Despite the dreary record he lays out, Stone stipulates at the start that the government has never attempted to punish speech opposing government policies except in time of war, although he includes the long-running “cold war” in his definition of wartime. He doesn’t suggest that we should never restrict free speech in wartime: war does change things. But suppressing speech because it is truly dangerous to the national interest is one thing; suppressing it for partisan interests or to silence legitimate criticism is something else. The problem is that it’s often difficult to tell the difference, and over the years we’ve done as much of the latter as of the former.

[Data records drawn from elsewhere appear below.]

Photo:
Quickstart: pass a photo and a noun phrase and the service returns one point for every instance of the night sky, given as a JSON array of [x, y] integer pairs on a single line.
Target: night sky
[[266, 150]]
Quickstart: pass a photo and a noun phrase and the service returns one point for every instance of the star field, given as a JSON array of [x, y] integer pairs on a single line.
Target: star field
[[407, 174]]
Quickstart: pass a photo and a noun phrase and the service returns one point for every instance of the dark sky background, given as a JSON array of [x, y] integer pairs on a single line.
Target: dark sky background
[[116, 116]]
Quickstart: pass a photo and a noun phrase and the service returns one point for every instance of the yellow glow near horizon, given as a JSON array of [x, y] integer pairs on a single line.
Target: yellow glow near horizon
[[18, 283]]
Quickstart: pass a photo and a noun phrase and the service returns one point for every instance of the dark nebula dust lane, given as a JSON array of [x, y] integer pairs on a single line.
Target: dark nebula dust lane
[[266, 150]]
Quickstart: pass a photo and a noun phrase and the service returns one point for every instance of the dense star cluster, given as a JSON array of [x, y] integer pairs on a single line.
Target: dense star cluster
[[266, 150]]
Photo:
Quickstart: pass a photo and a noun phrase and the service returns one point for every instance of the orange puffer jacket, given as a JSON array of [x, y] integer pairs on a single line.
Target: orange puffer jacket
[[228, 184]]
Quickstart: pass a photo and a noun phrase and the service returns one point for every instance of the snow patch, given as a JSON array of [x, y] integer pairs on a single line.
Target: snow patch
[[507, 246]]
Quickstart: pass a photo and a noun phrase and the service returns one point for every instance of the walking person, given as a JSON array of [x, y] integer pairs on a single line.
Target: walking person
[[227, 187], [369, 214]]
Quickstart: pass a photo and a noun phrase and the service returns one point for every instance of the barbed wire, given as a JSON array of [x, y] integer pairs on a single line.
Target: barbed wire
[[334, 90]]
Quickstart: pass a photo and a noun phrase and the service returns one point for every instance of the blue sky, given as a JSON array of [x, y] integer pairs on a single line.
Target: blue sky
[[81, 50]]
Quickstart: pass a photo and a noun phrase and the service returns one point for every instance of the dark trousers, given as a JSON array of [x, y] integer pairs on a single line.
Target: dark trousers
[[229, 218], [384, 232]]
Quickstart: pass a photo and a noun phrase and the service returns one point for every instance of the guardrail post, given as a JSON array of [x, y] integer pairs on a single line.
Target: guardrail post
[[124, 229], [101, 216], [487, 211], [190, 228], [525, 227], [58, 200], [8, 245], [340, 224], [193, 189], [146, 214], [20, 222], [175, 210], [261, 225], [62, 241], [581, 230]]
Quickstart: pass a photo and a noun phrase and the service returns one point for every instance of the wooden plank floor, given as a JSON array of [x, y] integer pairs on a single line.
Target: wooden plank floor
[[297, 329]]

As Stone reminds us, newspapers haven’t always championed the free speech of others. Hearst and McCormick applauded Senator Joseph McCarthy; the New York Daily News once ran a cartoon depicting draft-card burners as rats. He says that the media could play a key role in helping protect civil liberties, mainly by educating people on the dangers of repression and by not causing panic by sensationalizing low-risk dangers. But he deals with this in just one paragraph in a 691-page book, and his focus is much more on the three actual branches of government than on the supposed fourth.
Though this isn’t a book about journalism, it’s a valuable one for journalists, with reminders that during some important times in our history the press was not so much censored as co-opted and compromised. This was particularly true during World War I, when the Committee on Public Information, headed by the journalist George Creel, produced a great deal of propaganda that was willingly passed on to the public by newspapers, disguised as news. As Frank Cobb, the editor of the New York World, observed at the time, the government conscripted public opinion just as it had conscripted men and money and materials. And once having conscripted it, the government then mobilized it “and taught it to stand at attention.”

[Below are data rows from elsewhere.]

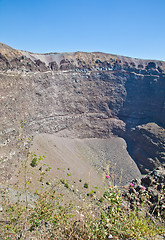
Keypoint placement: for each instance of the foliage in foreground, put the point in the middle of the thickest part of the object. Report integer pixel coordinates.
(51, 218)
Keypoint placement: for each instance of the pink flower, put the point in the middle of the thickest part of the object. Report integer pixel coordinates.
(131, 185)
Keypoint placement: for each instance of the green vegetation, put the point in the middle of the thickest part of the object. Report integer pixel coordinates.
(85, 185)
(50, 217)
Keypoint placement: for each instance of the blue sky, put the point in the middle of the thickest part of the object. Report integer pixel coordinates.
(134, 28)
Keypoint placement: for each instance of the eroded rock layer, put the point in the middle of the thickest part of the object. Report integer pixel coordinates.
(84, 95)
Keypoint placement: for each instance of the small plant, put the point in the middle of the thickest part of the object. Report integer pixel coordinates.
(85, 185)
(34, 162)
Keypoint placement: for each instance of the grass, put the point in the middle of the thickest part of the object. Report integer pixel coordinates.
(49, 216)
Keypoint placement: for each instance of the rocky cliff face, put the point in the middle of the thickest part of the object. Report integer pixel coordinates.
(84, 95)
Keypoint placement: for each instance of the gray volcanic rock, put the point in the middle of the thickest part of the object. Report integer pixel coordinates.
(148, 146)
(83, 95)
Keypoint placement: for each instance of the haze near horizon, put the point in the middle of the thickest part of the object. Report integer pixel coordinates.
(128, 28)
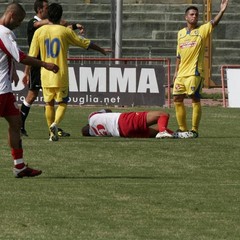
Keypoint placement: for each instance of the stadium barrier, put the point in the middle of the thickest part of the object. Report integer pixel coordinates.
(230, 82)
(111, 81)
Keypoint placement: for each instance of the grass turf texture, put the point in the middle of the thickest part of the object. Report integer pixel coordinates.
(115, 188)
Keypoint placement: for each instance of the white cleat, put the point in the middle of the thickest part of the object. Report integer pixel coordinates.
(53, 133)
(164, 134)
(183, 135)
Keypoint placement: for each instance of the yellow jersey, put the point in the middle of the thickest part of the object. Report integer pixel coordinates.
(52, 42)
(191, 49)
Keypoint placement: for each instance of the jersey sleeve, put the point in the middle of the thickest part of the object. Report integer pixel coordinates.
(34, 47)
(9, 46)
(77, 40)
(206, 29)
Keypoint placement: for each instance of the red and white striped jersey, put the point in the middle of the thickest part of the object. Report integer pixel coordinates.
(9, 52)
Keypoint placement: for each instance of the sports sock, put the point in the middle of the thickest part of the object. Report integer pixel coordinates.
(196, 115)
(49, 114)
(17, 155)
(181, 115)
(163, 122)
(25, 108)
(60, 112)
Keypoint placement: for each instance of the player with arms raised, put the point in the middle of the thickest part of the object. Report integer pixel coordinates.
(189, 73)
(53, 41)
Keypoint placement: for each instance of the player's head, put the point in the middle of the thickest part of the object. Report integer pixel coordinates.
(55, 12)
(13, 15)
(191, 15)
(85, 130)
(41, 8)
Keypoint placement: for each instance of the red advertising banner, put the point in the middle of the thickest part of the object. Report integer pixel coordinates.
(116, 84)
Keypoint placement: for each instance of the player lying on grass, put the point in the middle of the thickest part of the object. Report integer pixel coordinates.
(146, 124)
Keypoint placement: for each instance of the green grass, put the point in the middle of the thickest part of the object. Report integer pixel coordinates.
(130, 189)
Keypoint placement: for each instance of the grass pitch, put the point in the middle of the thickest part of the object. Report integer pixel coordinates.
(116, 188)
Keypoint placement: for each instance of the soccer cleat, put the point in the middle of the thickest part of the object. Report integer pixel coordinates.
(26, 172)
(164, 134)
(53, 133)
(193, 134)
(24, 132)
(181, 134)
(186, 134)
(61, 133)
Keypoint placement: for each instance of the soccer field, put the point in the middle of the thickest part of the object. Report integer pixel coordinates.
(130, 189)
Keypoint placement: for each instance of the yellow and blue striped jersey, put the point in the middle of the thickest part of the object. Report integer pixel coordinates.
(191, 49)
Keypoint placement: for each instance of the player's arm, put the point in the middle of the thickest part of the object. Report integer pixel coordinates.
(15, 77)
(27, 60)
(218, 17)
(26, 76)
(178, 60)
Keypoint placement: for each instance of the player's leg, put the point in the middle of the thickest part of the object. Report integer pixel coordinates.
(179, 93)
(12, 115)
(62, 99)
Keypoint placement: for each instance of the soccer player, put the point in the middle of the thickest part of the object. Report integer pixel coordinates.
(53, 41)
(34, 82)
(146, 124)
(189, 73)
(9, 53)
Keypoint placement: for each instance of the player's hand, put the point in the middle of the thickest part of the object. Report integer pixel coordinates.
(223, 6)
(80, 28)
(25, 79)
(15, 78)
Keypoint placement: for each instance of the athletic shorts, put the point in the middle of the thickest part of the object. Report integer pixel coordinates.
(8, 105)
(133, 125)
(35, 79)
(188, 85)
(57, 94)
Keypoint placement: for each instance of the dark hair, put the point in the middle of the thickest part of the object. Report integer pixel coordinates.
(39, 4)
(191, 8)
(55, 12)
(16, 7)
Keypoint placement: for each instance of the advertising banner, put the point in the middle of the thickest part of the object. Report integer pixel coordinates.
(121, 85)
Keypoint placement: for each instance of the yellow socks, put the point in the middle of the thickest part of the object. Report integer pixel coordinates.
(60, 112)
(181, 115)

It would be an overstatement to say that anything like this happened in the months before the start of the war in Iraq. Hut the mea culpas now being voiced by news organizations about some of their early reporting on Hussein’s weapons of mass destruction are a reminder that in the perilous time of the present they ignored, at least momentarily, some of the lessons of the perilous times of the past.
Anthony Marro is a former editor of Newsday.